Breda Ba. 88 “Lince” or “Lynx”, an Italian WW2 heavy ground-attack fighter
According to a user on Quora, the worst aircraft is the Italian Breda Ba. 88 “Lince” or “Lynx”.
The Lince was theoretically a remarkably good plane when it was first created in Fall 1936. Its sleek exterior and two Plaggio P11 radial engines, the typical Italian bomber engine, allowed it to reach an amazing speed of nearly 520 km/h, which at the time even exceeded the airspeed record.
Its decent armament of three or four 12.7 mm machine guns and three 250 kg bombs allowed it to perform its intended function as a heavy-fighter bomber. It was oddly one of the few planes at the time to have retractable landing gear and self-sealing fuel tanks. The Lince might have truly been a capable heavy ground-attack fighter, similar to the well-known Russian IL-2 Shturmovik if things had worked out differently.
However, the Lince’s performance suffered as a result of production inefficiency (which was frequent among Italians in World War II) and the addition of bulky military equipment. It ultimately turned out to be quite overweight and aerially unstable, which are both very undesirable characteristics for an aircraft that wants to stay in the air and not end up as a burning wreck on the ground.

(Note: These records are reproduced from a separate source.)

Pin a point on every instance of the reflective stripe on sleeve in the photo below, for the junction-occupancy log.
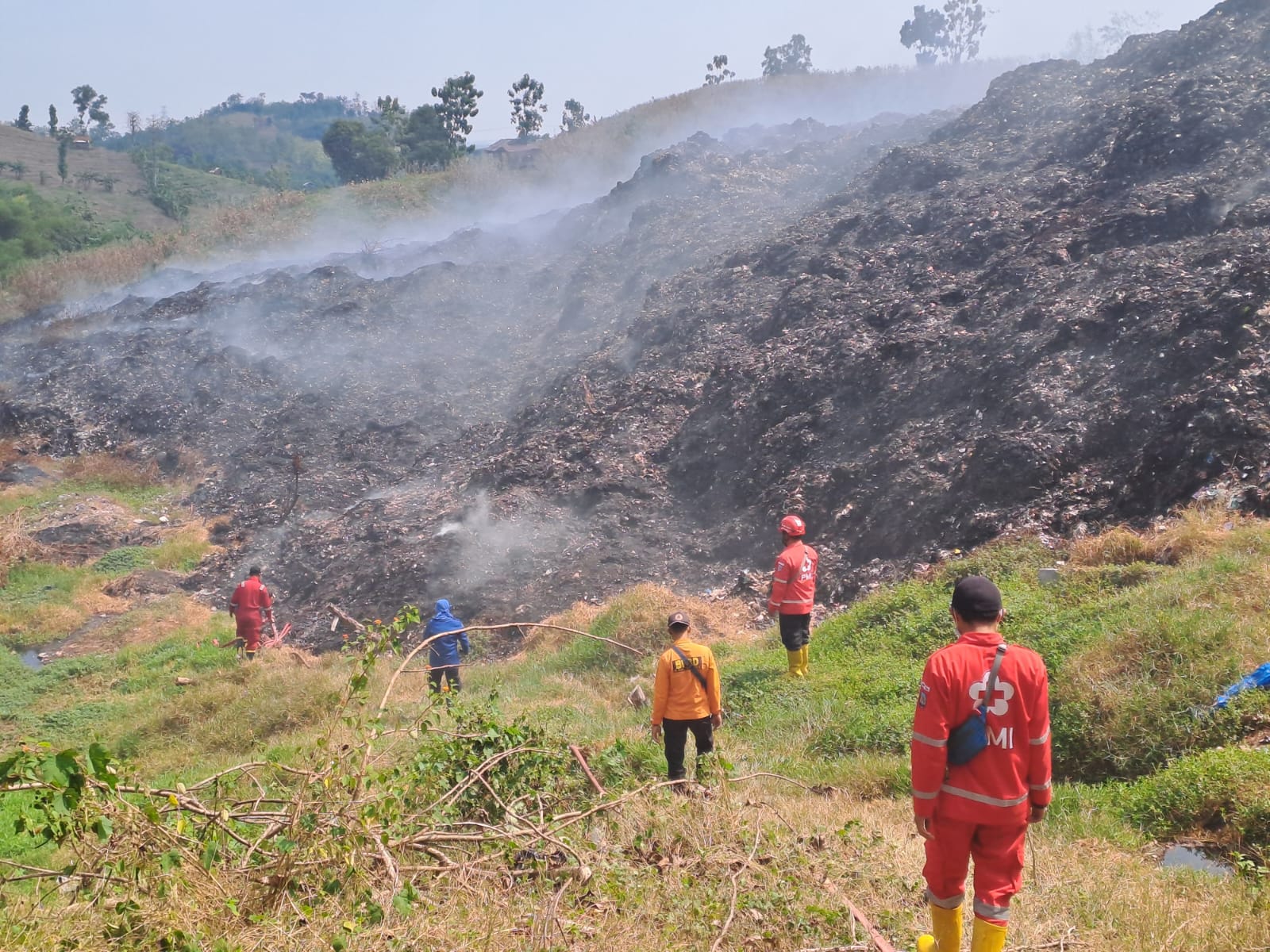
(930, 740)
(981, 797)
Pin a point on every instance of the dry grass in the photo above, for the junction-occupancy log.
(114, 471)
(810, 856)
(16, 543)
(268, 220)
(638, 617)
(1191, 532)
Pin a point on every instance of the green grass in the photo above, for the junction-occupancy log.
(41, 603)
(131, 497)
(1124, 644)
(32, 226)
(1221, 795)
(1134, 654)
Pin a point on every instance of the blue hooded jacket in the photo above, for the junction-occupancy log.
(444, 651)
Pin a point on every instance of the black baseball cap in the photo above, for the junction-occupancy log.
(976, 598)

In 1940, two air groups on Sardinia armed with the Lince used them to target enemy airfields for the first time in combat. Pilots initially gave the Lince disproportionately unfavorable feedback, describing it as being incredibly sluggish, ponderous, and underpowered. They did, however, manage to have a little success because there was no hostile fighter cover. As a result, the Italians chose to send the majority of their active aircraft to North Africa, where things swiftly turned bad.

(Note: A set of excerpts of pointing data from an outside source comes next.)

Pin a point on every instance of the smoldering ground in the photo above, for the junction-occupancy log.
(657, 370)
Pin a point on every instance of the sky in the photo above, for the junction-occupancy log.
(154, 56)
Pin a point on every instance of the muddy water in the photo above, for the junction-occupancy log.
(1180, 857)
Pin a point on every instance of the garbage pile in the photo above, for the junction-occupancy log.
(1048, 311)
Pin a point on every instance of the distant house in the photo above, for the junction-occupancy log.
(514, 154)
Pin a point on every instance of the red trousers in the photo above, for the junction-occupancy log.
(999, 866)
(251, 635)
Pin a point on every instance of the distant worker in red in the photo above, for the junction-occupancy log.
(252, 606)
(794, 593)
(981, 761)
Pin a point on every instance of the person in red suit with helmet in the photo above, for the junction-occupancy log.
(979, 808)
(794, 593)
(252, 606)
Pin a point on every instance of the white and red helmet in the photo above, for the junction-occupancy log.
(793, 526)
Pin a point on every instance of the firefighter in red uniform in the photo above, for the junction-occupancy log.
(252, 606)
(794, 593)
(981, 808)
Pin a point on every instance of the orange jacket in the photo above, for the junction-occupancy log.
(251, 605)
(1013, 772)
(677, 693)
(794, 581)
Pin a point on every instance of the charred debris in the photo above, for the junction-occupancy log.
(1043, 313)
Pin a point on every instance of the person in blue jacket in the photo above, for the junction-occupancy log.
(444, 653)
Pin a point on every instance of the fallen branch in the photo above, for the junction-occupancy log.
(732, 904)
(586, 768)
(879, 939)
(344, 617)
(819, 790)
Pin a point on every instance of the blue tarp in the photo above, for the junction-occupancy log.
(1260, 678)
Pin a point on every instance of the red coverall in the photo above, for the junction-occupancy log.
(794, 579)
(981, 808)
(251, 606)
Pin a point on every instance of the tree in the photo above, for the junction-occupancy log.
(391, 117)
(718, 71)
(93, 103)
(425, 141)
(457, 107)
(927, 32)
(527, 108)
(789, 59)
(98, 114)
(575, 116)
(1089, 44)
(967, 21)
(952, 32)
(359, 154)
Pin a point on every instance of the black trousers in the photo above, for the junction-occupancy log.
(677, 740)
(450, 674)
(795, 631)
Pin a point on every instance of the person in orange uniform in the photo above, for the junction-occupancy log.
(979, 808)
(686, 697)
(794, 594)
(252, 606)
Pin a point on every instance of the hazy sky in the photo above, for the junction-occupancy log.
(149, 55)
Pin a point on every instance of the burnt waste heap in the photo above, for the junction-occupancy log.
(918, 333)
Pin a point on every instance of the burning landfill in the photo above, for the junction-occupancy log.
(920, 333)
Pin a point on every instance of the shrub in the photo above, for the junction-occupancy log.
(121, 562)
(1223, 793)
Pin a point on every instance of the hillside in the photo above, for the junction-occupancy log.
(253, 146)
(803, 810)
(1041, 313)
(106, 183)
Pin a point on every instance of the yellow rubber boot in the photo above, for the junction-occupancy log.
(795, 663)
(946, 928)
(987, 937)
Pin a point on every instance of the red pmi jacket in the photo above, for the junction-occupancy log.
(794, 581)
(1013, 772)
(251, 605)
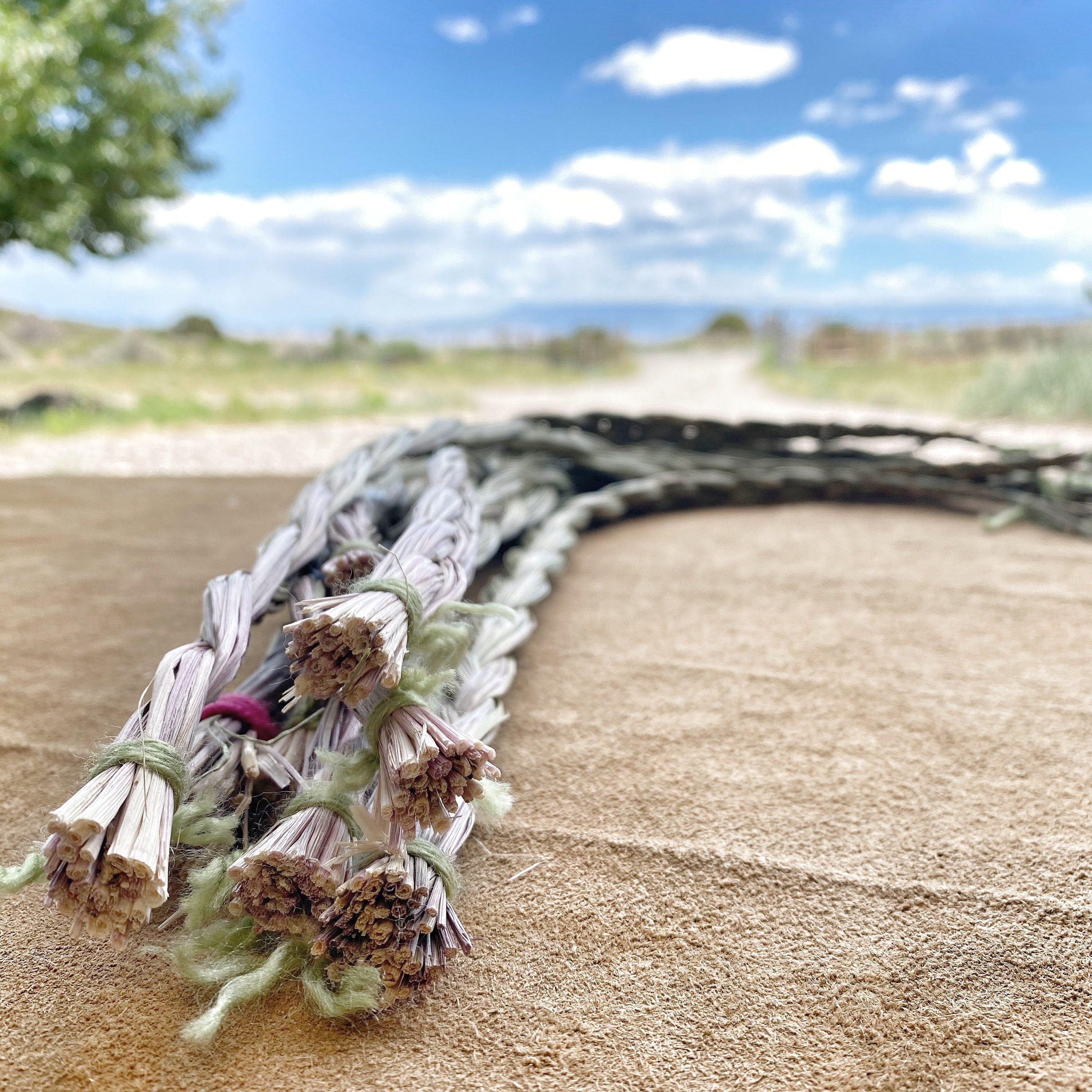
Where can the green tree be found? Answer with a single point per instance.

The Italians made the choice to employ a few Linces for ground assaults against the British in their initial offensive in North Africa. One of the three aircraft utilized in the mission was unable to even take off from the airfield, and the other was unable to turn once in the air, forcing it to fly straight ahead in order to land at another Italian air base. Sand filters were installed to the Lince’s engines to cope with the harsh African climate, which increased the aircraft’s weight and further decreased its already pitiful performance. And from that point forward, everything deteriorated.
The Ba 88 Lince’s already weak engines immediately overheated as a result of the added strain from the filters, and they were only able to maintain a limited top speed of 250 kmph. And even then, it couldn’t have taken off. In other units, things got so bad that no planes could even take off! Additionally, the situation was equally awful on the rare occasions that a formation of Linces was able to maintain flight. The majority of the attacks in which the Linces participated were abandoned, in addition to the apparent issue of serving as target practice for enemy pilots. Simply because the planes were unable to maintain their height or even maintain a formation flight. Only a few months after its debut, the Lince’s operational performance was so dismal that, by the end of 1940, the Italians stripped their entire Ba 88 fleet of military equipment, leaving them to rust on different airfields as Allied aircraft decoy targets. This was a humiliating end for this new aircraft.
Despite the Ba88’s appalling performance, some special moron at Regia Aeronautica decided it would be a good idea to keep making the aircraft with the insane notion that it may perform better. Fortunately, the second series of Linces were all quickly scrapped afterward, with none seeing any battle, saving whatever dignity the Regia Aeronautica still had. After the Italian Armistice, a few original Ba 88s were modified and made it to 1943, where they were delivered to be tested by the Luftwaffe.
What may have been a promising and powerful ground-attack-heavy fighter ended up being such a colossal flop that its only useful use was as a decoy target.